Re: CONNECT message including tunneled data

Adrien de Croy wrote:
> What other HTTP method allows you to send any amount of data back
> and forth not delineated into HTTP messages?

POST :-)

However, since overlapping request/response doesn't work with many
agents, it is more common to issue two POSTS (or 1 POST, 1 GET) on
separate connections, one for the upstream data, and one for the
downstream data.  People do actually use this method already.

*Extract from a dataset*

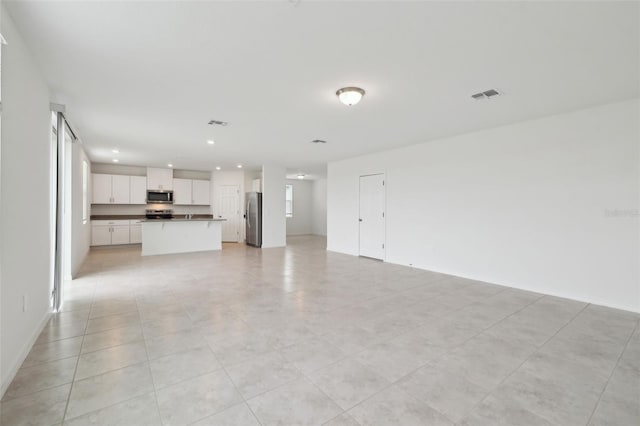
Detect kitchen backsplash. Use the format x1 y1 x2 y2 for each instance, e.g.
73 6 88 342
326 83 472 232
91 204 211 215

> In the context of what the command is, it's "connect", purely and simply 
> to make a connection and wire it up.  It's not "connect and then pipe 
> this data through".  The data on the connection is not in the context of 
> the CONNECT message or response.  That data cannot be processed until 
> the CONNECT command has been completed, it does not form part of that 
> command - therefore it is subsequent data.
> 
> I've just got a feeling that if you start allowing pipelined data to be 
> piggy-backed onto a CONNECT message or its response, bad things will happen.
> 
> Sure, you might save an RTT in some cases, but we need to ensure it 
> doesn't break things.

OH, I'm not advocating changing CONNECT itself.  The method name is
hard-coded into every proxy; the semantics cannot be changed.  Any new
strategy would need to use a new method name, at least.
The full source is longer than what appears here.